I would strongly suggest that you use the latest version of PostgreSQL (9.1 at time of writing) because it has superior collation support.
As for the table structure: keep it simple. It sounds like there is a low, fixed number of languages to deal with. You could just have a column for each language then:
CREATE TABLE txt ( txt_id serial PRIMARY KEY ,txt text NOT NULL -- master language NOT NULL? ,txt_fr text -- others can be NULL? ,txt_es text ,txt_de text);
This is pretty effective, even with many languages. NULL storage is very cheap.
If you have a varying number of languages to deal with, a separate table might be the better solution.
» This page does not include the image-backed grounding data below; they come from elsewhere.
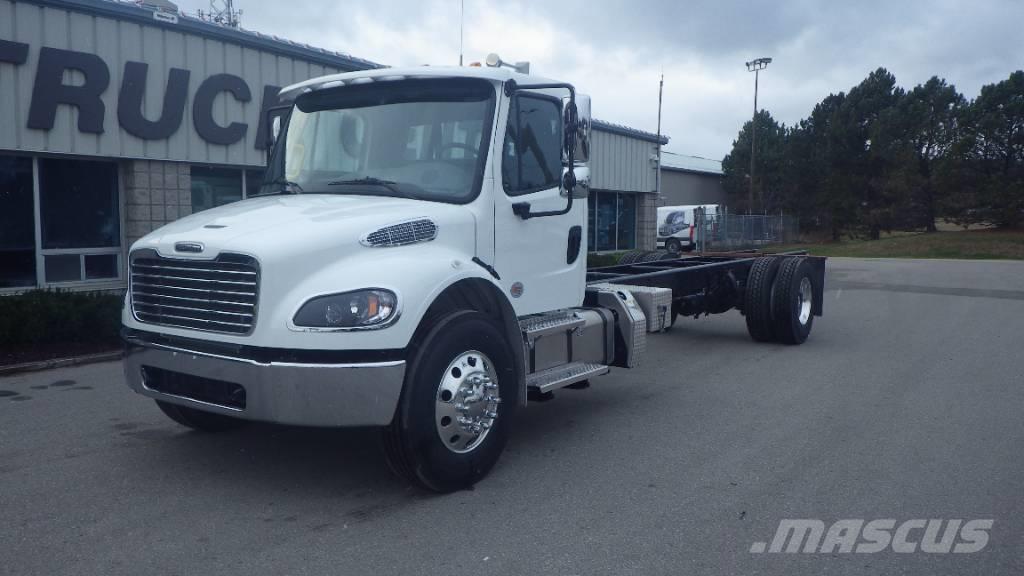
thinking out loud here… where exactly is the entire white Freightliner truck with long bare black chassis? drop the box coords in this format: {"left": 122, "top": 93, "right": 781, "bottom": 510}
{"left": 123, "top": 67, "right": 824, "bottom": 492}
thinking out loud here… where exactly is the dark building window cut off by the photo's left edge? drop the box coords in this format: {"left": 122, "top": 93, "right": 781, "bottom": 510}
{"left": 0, "top": 156, "right": 36, "bottom": 288}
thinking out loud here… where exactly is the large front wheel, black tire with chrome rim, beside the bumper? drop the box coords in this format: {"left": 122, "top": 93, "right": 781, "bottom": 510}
{"left": 384, "top": 311, "right": 519, "bottom": 493}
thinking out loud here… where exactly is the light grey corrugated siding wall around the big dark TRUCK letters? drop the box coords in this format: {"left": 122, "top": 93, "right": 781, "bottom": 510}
{"left": 0, "top": 0, "right": 338, "bottom": 166}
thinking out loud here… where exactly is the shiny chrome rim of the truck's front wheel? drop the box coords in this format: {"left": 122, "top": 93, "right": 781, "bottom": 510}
{"left": 434, "top": 351, "right": 502, "bottom": 454}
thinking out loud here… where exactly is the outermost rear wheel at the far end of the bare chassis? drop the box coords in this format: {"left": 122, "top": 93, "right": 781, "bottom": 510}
{"left": 771, "top": 254, "right": 815, "bottom": 344}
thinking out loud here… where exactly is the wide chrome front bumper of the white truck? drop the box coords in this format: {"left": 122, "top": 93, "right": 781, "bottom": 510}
{"left": 124, "top": 338, "right": 406, "bottom": 426}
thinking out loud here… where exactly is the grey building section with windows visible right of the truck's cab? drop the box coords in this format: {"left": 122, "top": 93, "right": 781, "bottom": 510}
{"left": 587, "top": 120, "right": 669, "bottom": 252}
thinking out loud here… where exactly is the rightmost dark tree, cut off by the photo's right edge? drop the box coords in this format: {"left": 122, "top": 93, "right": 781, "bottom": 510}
{"left": 943, "top": 71, "right": 1024, "bottom": 228}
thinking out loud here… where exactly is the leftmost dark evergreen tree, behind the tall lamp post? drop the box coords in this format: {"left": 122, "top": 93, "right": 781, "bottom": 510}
{"left": 722, "top": 110, "right": 785, "bottom": 212}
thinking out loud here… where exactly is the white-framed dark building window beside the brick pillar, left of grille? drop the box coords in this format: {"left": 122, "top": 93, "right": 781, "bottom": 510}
{"left": 37, "top": 158, "right": 121, "bottom": 284}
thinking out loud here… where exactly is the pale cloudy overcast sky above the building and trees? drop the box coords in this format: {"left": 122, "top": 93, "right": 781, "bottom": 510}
{"left": 178, "top": 0, "right": 1024, "bottom": 159}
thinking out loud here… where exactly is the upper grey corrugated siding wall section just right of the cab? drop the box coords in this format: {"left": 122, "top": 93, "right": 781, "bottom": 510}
{"left": 591, "top": 130, "right": 655, "bottom": 192}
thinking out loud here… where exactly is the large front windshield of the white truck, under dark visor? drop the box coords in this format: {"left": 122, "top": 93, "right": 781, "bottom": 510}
{"left": 261, "top": 79, "right": 495, "bottom": 203}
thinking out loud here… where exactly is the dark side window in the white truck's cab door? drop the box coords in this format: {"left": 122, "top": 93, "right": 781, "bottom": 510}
{"left": 502, "top": 94, "right": 562, "bottom": 196}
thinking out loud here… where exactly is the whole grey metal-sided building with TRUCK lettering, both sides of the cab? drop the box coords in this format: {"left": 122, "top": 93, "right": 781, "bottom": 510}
{"left": 0, "top": 0, "right": 667, "bottom": 292}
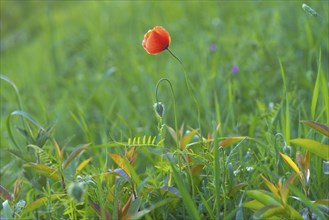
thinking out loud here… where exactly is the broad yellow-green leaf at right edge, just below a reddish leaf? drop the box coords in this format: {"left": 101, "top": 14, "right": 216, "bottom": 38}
{"left": 290, "top": 138, "right": 329, "bottom": 160}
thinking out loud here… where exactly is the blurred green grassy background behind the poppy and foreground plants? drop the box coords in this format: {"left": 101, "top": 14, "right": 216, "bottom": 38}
{"left": 0, "top": 1, "right": 329, "bottom": 157}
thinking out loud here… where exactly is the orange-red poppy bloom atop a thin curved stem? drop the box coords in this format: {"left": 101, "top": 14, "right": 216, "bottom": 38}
{"left": 142, "top": 26, "right": 170, "bottom": 54}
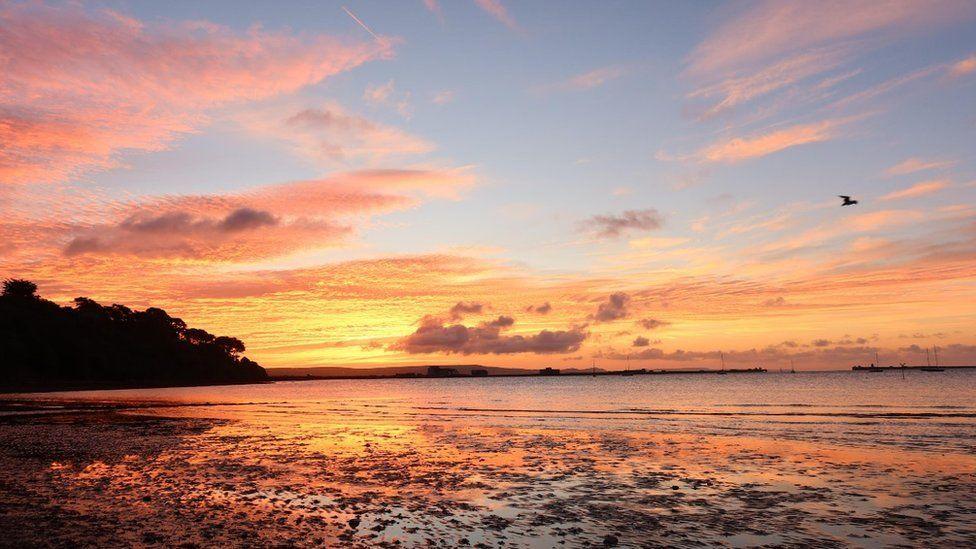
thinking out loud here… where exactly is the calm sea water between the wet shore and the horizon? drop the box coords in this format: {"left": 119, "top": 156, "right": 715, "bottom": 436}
{"left": 9, "top": 370, "right": 976, "bottom": 452}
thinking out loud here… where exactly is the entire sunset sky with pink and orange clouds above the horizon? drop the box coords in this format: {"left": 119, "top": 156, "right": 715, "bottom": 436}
{"left": 0, "top": 0, "right": 976, "bottom": 370}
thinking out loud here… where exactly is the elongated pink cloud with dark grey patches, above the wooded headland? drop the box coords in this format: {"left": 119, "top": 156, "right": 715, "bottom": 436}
{"left": 55, "top": 170, "right": 470, "bottom": 262}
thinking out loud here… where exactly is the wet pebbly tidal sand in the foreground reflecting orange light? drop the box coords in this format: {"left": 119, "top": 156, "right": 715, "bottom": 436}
{"left": 0, "top": 398, "right": 976, "bottom": 547}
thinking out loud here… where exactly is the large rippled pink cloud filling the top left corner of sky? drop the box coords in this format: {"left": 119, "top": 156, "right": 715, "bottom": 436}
{"left": 0, "top": 3, "right": 390, "bottom": 182}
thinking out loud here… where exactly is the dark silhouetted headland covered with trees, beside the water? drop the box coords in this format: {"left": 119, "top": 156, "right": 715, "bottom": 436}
{"left": 0, "top": 280, "right": 268, "bottom": 392}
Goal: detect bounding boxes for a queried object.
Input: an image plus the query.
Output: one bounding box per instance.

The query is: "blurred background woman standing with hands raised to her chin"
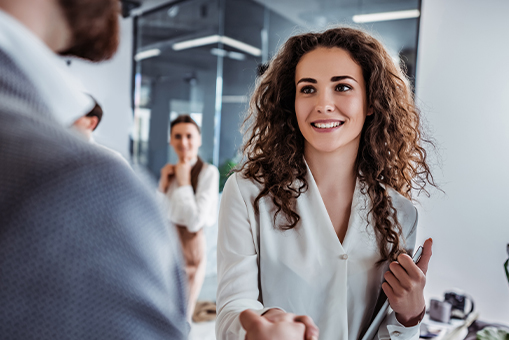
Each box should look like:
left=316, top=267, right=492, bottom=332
left=159, top=115, right=219, bottom=319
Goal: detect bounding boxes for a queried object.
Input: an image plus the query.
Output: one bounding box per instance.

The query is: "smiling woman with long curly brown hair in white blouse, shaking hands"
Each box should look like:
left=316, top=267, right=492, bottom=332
left=216, top=28, right=434, bottom=340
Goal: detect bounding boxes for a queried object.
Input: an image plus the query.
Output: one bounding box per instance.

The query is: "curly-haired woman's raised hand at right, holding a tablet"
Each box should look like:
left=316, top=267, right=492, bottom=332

This solution assumes that you have a "master language", where the string is always present:
CREATE TABLE txt ( txt_id serial PRIMARY KEY ,txt text NOT NULL -- master language NOT NULL?);CREATE TABLE lang ( lang_abbr text PRIMARY KEY -- de, es, fr, ... ,lang text NOT NULL ,note text);
Or, if a (two-letter) abbreviation is enough, just create a enum
type to identify the language.
CREATE TABLE txt_trans ( txt_id int REFERENCES txt(txt_id) ON UPDATE CASCADE ON DELETE CASCADE ,lang_abbr text REFERENCES lang(lang_abbr) ON UPDATE CASCADE ,txt text NOT NULL -- master language NOT NULL? ,CONSTRAINT txt_trans_pkey PRIMARY KEY (txt_id, lang_abbr));
Not treating the master language special and keeping all language variants in the same table might make handling in your app simpler. But it really depends on your requirements.